It's like having a good friend who is a devout believer in another religion. You can learn a lot from a friend like that, even if you don't pray in his church.
--Robert Shiller
Shiller's statement is about his friend Eugene Fama of the efficient-market theory, of whom Shiller is a critic.
I'm interested in the truthfulness of the analogy. I've always questioned the Fundamentalist approach to Jesus "only." Although a piece of my background was in an evangelical seminary, I'd studied Islam in the Koran and Judaism. The bias to apologetics, a defensive of the so-called Christian gospel, was pervasive. But from today's perspective, it's clear I didn't really move beyond that stupid bias until June of 1987 when youngest graduated from Barnard College. Like the dutiful "religious" that I was at that time, my wife and I attended the Columbia University baccalaureate service.
I don't remember who spoke, probably a college chaplain. But I do remember the readings by three students. One was a Muslim from the Koran, another a Jew from the Old Testament and the third a Christian from the New Testament. They all read what was essentially the same text with the same message, but from their own scripture.

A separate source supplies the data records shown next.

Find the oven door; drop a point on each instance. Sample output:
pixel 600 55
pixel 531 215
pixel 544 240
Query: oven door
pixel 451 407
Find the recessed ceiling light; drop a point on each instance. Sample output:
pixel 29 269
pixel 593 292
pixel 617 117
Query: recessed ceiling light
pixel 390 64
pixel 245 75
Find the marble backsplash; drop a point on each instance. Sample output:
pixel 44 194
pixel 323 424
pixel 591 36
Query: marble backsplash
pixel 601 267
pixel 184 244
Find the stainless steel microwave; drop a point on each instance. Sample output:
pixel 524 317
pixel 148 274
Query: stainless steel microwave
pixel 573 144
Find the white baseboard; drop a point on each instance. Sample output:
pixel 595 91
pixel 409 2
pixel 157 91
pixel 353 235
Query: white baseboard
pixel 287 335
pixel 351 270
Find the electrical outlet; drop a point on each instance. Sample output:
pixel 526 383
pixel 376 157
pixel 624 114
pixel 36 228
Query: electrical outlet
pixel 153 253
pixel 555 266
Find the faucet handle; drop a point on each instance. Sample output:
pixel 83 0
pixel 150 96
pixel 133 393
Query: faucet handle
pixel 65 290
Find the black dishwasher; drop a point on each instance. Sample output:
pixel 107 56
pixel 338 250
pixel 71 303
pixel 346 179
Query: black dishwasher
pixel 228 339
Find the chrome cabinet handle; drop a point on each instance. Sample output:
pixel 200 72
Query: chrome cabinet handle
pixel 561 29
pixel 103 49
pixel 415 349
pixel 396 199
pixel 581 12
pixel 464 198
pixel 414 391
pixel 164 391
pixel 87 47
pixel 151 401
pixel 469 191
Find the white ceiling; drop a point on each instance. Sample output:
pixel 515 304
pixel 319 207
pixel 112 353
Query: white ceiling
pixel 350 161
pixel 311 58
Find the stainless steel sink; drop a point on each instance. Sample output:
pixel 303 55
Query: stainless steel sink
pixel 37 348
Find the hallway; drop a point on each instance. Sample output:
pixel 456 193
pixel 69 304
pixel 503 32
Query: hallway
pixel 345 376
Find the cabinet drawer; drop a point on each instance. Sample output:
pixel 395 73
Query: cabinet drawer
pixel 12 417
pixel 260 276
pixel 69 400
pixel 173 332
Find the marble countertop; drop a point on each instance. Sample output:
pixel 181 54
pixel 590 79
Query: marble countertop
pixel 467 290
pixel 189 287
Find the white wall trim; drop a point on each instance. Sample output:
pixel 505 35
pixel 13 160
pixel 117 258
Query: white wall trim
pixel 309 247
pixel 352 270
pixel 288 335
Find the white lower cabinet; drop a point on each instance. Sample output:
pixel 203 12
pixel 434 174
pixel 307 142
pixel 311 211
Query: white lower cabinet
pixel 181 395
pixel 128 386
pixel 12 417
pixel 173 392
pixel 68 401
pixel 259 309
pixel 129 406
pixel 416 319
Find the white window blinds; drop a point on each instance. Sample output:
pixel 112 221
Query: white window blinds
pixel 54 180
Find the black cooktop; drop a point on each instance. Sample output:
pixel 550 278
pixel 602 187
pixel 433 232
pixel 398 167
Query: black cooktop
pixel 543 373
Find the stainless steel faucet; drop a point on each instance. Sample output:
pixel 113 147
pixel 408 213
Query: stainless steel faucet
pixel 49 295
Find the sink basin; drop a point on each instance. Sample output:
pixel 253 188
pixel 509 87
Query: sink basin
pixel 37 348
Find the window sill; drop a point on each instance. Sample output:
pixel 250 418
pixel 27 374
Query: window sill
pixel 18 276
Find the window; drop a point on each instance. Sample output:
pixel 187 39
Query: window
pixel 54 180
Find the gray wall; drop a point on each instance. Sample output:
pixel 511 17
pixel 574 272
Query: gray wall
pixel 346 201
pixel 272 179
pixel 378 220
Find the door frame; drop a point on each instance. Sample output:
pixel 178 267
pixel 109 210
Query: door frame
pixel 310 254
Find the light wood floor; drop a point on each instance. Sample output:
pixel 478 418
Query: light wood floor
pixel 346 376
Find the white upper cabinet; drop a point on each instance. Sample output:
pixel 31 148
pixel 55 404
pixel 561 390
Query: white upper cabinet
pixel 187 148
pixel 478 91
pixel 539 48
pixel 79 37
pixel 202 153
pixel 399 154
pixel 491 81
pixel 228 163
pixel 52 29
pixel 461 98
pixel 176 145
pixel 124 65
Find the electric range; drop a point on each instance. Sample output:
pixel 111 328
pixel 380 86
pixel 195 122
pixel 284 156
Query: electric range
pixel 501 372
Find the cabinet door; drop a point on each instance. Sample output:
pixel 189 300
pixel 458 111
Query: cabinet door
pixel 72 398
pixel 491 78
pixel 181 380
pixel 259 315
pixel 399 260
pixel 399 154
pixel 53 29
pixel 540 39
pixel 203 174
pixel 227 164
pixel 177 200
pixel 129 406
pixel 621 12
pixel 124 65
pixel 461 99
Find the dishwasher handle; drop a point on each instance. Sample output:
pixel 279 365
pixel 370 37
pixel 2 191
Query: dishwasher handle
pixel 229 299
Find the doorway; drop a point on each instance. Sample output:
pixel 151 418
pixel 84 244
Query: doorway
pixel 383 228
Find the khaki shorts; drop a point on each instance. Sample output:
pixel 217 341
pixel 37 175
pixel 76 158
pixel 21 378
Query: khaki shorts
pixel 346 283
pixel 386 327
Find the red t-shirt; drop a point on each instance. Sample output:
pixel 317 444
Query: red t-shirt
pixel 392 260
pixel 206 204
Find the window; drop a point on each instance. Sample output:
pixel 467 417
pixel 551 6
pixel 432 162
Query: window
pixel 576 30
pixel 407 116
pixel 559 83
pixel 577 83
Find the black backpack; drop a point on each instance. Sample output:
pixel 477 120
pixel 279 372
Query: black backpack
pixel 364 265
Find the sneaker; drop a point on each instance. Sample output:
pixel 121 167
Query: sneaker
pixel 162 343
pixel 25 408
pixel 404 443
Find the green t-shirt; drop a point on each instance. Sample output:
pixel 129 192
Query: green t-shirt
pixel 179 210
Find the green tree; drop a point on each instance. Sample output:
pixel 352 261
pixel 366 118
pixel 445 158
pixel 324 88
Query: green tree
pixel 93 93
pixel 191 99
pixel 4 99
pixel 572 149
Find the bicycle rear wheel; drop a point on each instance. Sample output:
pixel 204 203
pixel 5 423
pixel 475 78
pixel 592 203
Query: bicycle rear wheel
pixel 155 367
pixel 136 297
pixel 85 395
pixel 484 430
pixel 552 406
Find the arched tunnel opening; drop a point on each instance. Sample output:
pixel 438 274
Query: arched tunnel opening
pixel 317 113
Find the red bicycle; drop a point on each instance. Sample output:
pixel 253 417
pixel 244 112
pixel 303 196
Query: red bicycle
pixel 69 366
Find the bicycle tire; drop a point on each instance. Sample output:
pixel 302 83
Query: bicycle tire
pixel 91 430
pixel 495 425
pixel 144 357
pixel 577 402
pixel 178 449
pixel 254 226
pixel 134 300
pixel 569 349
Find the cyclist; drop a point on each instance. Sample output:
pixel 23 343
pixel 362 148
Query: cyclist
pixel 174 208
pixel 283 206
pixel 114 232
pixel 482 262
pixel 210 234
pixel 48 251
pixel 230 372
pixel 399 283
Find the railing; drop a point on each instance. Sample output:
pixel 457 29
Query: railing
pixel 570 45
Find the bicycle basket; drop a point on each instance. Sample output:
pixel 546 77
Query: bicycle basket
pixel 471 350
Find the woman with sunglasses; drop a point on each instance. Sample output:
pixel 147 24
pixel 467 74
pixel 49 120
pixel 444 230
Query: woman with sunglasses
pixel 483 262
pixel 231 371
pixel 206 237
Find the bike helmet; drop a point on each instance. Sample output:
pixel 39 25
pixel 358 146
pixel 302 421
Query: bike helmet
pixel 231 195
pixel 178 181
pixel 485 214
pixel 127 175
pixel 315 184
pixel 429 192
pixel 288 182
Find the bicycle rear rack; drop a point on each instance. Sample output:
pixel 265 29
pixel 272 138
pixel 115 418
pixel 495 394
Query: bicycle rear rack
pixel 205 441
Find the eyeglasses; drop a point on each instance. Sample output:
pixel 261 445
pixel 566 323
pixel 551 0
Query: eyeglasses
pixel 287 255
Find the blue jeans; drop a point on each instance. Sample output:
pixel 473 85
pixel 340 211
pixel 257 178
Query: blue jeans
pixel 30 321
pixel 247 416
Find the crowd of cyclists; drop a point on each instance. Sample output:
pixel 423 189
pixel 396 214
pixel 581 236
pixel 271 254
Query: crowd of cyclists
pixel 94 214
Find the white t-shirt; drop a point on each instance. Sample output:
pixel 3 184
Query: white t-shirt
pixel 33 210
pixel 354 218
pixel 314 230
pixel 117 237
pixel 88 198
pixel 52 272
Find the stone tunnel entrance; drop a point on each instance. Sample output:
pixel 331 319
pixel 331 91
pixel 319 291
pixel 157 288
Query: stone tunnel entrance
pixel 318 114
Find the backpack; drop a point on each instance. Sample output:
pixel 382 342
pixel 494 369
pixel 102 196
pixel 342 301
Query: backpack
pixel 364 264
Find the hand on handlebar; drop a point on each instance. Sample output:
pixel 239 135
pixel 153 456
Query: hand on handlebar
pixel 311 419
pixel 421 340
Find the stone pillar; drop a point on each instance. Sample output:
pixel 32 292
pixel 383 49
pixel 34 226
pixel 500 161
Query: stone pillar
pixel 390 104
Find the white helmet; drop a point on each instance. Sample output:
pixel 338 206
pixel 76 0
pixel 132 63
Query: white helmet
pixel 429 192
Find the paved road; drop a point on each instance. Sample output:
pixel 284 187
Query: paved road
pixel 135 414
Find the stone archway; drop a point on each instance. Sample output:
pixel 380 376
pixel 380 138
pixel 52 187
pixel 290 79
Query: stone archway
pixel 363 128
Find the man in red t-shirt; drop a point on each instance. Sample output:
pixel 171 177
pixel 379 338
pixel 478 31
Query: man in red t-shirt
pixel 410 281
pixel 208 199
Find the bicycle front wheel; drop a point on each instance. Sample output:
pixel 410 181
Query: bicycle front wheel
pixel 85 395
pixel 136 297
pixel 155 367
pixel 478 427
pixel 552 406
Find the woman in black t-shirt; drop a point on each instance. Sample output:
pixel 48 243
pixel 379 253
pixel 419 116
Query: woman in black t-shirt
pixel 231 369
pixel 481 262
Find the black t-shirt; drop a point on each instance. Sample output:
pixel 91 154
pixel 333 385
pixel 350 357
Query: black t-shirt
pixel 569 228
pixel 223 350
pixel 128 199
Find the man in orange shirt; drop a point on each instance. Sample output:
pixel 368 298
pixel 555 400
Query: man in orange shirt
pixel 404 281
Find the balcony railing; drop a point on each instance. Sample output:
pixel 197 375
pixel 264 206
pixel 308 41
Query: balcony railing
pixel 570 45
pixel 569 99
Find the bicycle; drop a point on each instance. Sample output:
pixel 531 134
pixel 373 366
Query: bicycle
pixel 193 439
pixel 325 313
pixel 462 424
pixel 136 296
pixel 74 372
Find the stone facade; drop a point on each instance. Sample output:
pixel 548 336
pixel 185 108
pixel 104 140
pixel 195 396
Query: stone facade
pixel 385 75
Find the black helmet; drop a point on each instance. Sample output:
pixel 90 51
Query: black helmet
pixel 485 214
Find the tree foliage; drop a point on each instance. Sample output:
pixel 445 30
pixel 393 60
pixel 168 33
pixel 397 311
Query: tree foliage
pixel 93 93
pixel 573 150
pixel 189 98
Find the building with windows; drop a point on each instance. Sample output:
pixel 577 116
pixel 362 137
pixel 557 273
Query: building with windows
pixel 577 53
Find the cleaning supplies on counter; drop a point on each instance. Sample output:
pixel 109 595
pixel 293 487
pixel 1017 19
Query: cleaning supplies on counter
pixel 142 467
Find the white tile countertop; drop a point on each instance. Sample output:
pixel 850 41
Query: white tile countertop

I wasn't especially surprised, but I saw the similarities of the great faiths laid out in front of me. Growing up in the Detroit area, I was rather open to ethnic diversity, but hadn't stared as closely at religious diversity and had no Muslim friends. Thankfully, the world--and my world--has changed drastically since then. It has become all the more obvious that the trajectory of the biblical tradition is in the direction of inclusion. I celebrate that fact.
So Gene Fama and Bob Shiller have a lot more in common that most might think. "He collects data and he shares it and I use it all the time, and I use many of his theories. Not all of them, of course, but he's a very good guy."